Shutting a program down is transparent. What GP said was that ineffective government programs, and red tape more generally, are uniformly due to some sort of devious intentional sabotage by the other side. My argument was a response to that.


Yes, I can read. Your argument is nonsensical.


Would you please stop breaking the guidelines so we don't have to ban you again?

https://news.ycombinator.com/newsguidelines.html


> The solution is not to throw one's hands up and declare "Government doesn't work, I'm a libertarian now!" The solution is to stop electing asshats whose purpose in life is to dismantle institutions and hurt the poor. It's not like these politicians are hiding their views. They proudly talk about things like "means testing" and "promoting market-based solutions (transparent code for sabotaging institutions)". Astonishingly, in many States, the poor tend to favor this team and vote for them, (presumably) knowing they are voting for politicians who are against the very things that would help them.

This reads a lot like the kind of condescension I mentioned receiving from my wealthier friends and family growing up. Well intentioned, but people usually privileged enough to only know what they knew about poverty and assistance programs from magazines, research journals and politicians selling compassion. Rarely were they the people who experienced the consequences of what they were advocating for themselves, giving them a comfortable perch from which to preach what felt helpful and moral, but never knowing what it meant to be wrong about the results firsthand.

If it's true that these programs can be done the right way and are being deliberately sabotaged (with which I tend to agree), then they are being sabotaged by more than just the "means testing" and "market-based solutions" crowd. I know firsthand, because some of the most destructive of these initiatives in my life have come directly from undivided Congresses made of the politicians telling us that "we can't afford not to go all in".

But somehow when one of the supposedly non-hamstrung programs still comes with impossible red tape, unintended consequences, or otherwise leaves the recipient worse off than when she started, even the "all in" programs that make it through via unchallenged bills or executive action, somehow end up being criticized in retrospect for not being "all in" enough. "We just didn't commit enough.
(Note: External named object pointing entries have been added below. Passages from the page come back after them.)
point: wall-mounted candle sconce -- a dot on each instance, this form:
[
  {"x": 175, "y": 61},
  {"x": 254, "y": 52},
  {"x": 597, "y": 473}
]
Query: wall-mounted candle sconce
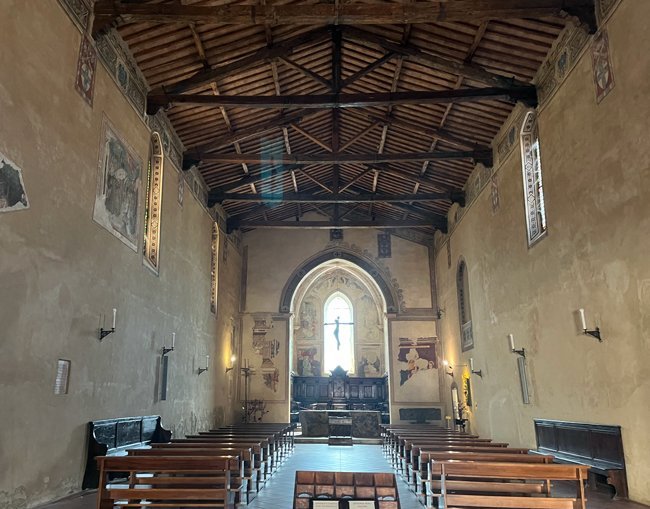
[
  {"x": 511, "y": 340},
  {"x": 207, "y": 365},
  {"x": 233, "y": 358},
  {"x": 105, "y": 332},
  {"x": 594, "y": 332},
  {"x": 167, "y": 350},
  {"x": 445, "y": 363},
  {"x": 472, "y": 370}
]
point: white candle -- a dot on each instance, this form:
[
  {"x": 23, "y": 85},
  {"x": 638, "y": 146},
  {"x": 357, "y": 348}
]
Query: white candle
[{"x": 582, "y": 318}]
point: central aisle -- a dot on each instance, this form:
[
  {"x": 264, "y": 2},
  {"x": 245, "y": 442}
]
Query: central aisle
[{"x": 278, "y": 492}]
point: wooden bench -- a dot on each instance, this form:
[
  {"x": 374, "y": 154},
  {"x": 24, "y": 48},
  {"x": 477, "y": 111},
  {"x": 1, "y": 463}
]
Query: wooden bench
[
  {"x": 507, "y": 485},
  {"x": 311, "y": 487},
  {"x": 178, "y": 481},
  {"x": 596, "y": 445},
  {"x": 239, "y": 484},
  {"x": 110, "y": 437}
]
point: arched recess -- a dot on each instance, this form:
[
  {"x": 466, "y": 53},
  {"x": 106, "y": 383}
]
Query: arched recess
[{"x": 389, "y": 291}]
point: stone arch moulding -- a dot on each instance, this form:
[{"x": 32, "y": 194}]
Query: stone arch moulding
[{"x": 389, "y": 290}]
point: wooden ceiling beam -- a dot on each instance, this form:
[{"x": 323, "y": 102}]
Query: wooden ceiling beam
[
  {"x": 121, "y": 12},
  {"x": 526, "y": 94},
  {"x": 201, "y": 78},
  {"x": 484, "y": 155},
  {"x": 235, "y": 224},
  {"x": 330, "y": 197}
]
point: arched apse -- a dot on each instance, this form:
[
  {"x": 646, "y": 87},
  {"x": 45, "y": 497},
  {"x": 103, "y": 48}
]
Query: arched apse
[
  {"x": 381, "y": 280},
  {"x": 310, "y": 330}
]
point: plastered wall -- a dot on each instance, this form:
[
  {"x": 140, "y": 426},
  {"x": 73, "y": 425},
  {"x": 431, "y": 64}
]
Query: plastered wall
[
  {"x": 273, "y": 256},
  {"x": 596, "y": 174},
  {"x": 59, "y": 271}
]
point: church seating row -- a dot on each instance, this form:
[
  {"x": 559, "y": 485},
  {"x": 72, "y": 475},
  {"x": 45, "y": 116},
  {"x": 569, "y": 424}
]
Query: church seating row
[
  {"x": 446, "y": 468},
  {"x": 220, "y": 468}
]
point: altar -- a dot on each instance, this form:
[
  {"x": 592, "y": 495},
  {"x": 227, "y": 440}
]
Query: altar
[{"x": 364, "y": 423}]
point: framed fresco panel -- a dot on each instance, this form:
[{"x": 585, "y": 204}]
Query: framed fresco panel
[
  {"x": 415, "y": 377},
  {"x": 117, "y": 200}
]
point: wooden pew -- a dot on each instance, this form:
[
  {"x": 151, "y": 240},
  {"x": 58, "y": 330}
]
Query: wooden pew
[
  {"x": 508, "y": 485},
  {"x": 239, "y": 484},
  {"x": 259, "y": 448},
  {"x": 166, "y": 482},
  {"x": 426, "y": 484}
]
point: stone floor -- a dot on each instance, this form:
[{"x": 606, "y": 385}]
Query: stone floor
[{"x": 278, "y": 492}]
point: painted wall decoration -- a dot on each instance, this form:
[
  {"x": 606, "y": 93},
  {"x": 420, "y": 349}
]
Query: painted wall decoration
[
  {"x": 308, "y": 361},
  {"x": 86, "y": 70},
  {"x": 370, "y": 363},
  {"x": 416, "y": 355},
  {"x": 414, "y": 373},
  {"x": 383, "y": 245},
  {"x": 309, "y": 321},
  {"x": 117, "y": 201},
  {"x": 12, "y": 188},
  {"x": 602, "y": 65},
  {"x": 153, "y": 205}
]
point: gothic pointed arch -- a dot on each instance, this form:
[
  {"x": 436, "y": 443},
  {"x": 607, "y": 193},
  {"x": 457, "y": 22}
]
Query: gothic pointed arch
[{"x": 388, "y": 287}]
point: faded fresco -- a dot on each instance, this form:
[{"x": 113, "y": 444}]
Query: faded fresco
[
  {"x": 308, "y": 363},
  {"x": 12, "y": 188},
  {"x": 117, "y": 202},
  {"x": 416, "y": 355}
]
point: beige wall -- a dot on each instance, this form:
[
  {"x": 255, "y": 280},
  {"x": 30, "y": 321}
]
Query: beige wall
[
  {"x": 273, "y": 255},
  {"x": 59, "y": 270},
  {"x": 596, "y": 171}
]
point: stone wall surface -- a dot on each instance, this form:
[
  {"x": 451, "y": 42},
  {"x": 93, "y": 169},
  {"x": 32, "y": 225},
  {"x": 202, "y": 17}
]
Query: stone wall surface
[
  {"x": 596, "y": 175},
  {"x": 59, "y": 271}
]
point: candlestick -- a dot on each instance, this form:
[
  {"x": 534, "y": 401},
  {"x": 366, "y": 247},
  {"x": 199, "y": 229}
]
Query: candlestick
[{"x": 582, "y": 318}]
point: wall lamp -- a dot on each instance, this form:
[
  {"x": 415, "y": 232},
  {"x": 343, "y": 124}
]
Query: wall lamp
[
  {"x": 521, "y": 352},
  {"x": 207, "y": 365},
  {"x": 167, "y": 350},
  {"x": 595, "y": 332},
  {"x": 105, "y": 332},
  {"x": 233, "y": 358},
  {"x": 472, "y": 370}
]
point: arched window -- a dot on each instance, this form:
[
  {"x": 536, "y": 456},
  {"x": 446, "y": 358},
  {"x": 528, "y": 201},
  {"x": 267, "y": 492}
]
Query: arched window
[
  {"x": 153, "y": 205},
  {"x": 338, "y": 335},
  {"x": 464, "y": 309},
  {"x": 532, "y": 174}
]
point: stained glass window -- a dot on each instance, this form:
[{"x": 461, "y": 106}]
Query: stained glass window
[{"x": 338, "y": 333}]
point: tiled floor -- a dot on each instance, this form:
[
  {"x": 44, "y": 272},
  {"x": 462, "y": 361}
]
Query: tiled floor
[{"x": 278, "y": 492}]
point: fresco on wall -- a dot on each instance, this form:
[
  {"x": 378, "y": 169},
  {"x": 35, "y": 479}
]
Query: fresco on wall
[
  {"x": 416, "y": 355},
  {"x": 370, "y": 364},
  {"x": 308, "y": 363},
  {"x": 308, "y": 320},
  {"x": 12, "y": 188},
  {"x": 602, "y": 65},
  {"x": 117, "y": 201},
  {"x": 86, "y": 67}
]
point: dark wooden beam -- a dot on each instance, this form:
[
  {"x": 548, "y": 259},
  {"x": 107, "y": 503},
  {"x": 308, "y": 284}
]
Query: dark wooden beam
[
  {"x": 235, "y": 224},
  {"x": 484, "y": 156},
  {"x": 331, "y": 13},
  {"x": 415, "y": 54},
  {"x": 526, "y": 94},
  {"x": 329, "y": 198},
  {"x": 284, "y": 48}
]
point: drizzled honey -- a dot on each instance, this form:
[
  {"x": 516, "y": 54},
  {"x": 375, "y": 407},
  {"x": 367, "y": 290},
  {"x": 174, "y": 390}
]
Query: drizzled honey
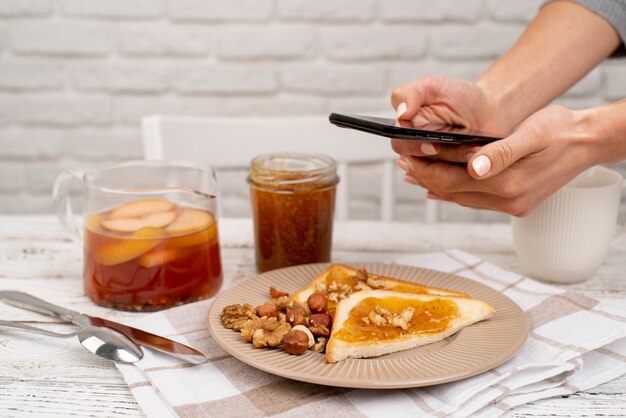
[{"x": 429, "y": 317}]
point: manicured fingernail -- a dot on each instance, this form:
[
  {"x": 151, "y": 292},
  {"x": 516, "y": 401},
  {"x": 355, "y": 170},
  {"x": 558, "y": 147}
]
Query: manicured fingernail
[
  {"x": 411, "y": 179},
  {"x": 402, "y": 164},
  {"x": 481, "y": 165},
  {"x": 430, "y": 195},
  {"x": 428, "y": 149},
  {"x": 401, "y": 109}
]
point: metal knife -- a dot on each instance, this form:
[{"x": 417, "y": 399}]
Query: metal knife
[{"x": 148, "y": 339}]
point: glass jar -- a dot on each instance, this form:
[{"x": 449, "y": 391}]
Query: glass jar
[{"x": 293, "y": 201}]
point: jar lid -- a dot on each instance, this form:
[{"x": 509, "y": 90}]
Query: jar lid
[{"x": 293, "y": 170}]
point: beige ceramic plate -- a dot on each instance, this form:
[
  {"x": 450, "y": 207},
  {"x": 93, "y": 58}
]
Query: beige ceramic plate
[{"x": 473, "y": 350}]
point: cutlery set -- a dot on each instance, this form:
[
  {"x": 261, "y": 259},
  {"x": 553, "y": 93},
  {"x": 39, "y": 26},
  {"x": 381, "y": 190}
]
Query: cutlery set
[{"x": 106, "y": 338}]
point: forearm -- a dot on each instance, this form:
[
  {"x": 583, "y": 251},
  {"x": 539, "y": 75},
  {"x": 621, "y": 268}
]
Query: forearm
[
  {"x": 562, "y": 44},
  {"x": 606, "y": 126}
]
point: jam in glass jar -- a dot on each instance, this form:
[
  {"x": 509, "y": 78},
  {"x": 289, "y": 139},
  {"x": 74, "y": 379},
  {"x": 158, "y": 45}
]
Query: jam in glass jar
[{"x": 293, "y": 201}]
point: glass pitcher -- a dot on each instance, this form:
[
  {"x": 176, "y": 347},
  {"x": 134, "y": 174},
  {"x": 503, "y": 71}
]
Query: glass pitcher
[{"x": 150, "y": 235}]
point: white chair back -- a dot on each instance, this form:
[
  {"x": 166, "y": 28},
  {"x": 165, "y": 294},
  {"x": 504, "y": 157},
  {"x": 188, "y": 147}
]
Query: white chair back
[{"x": 231, "y": 142}]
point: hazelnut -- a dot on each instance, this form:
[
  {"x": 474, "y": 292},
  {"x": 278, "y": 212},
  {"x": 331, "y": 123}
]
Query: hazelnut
[
  {"x": 317, "y": 303},
  {"x": 275, "y": 293},
  {"x": 323, "y": 319},
  {"x": 295, "y": 317},
  {"x": 307, "y": 332},
  {"x": 267, "y": 309},
  {"x": 296, "y": 342},
  {"x": 320, "y": 331}
]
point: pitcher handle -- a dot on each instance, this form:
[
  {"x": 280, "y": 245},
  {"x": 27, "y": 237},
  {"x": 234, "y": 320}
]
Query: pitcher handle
[{"x": 63, "y": 204}]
We need to double down."

Failing that, it's always the fault of "those other politicians" and when all other excuses fail, then it always falls back to victim blaming. "They just don't know what's good for them" or "they just don't know how these things work". Yes, both the "change your attitude and work ethic" crowd and the "government assistance" crowd blame the victim, if you know how to spot it.

I'm certainly not arguing that you're wrong in the assertion that many of these institutions are designed to fail, but I do think, for anyone committed to actually solving problems, that taking honest account of how these institutions are failing beyond just "they need more money and fewer restrictions" is among the necessary first steps.

Confronting the problem by dedicating yourself to the results rather than dedicating yourself to the politicians who say nice things and then shrug their shoulders when their solutions don't work, even (especially?) when that means coming to the uncomfortable conclusion that the "team" you trust may not have earned that trust beyond words.

Or the uncomfortable conclusion that the people supporting the other "team" are doing so not out of ignorance or deception but out of a reaction informed by genuine personal experience that you may not have had. That those people, still in need of solutions not being provided by either team, are turning to the devil they know and can manage, rather than the one they cannot.

The good news is that these first steps are unifying and results oriented. The bad news is that it requires people to confront their own biases that they think of as mutually exclusive postulates to be accepted and instead turn them into non-absolute theories to be tested and refined. It likely means realizing that our "teams" don't matter so much, and that spotting the good from the bad on both sides is harder than it seems.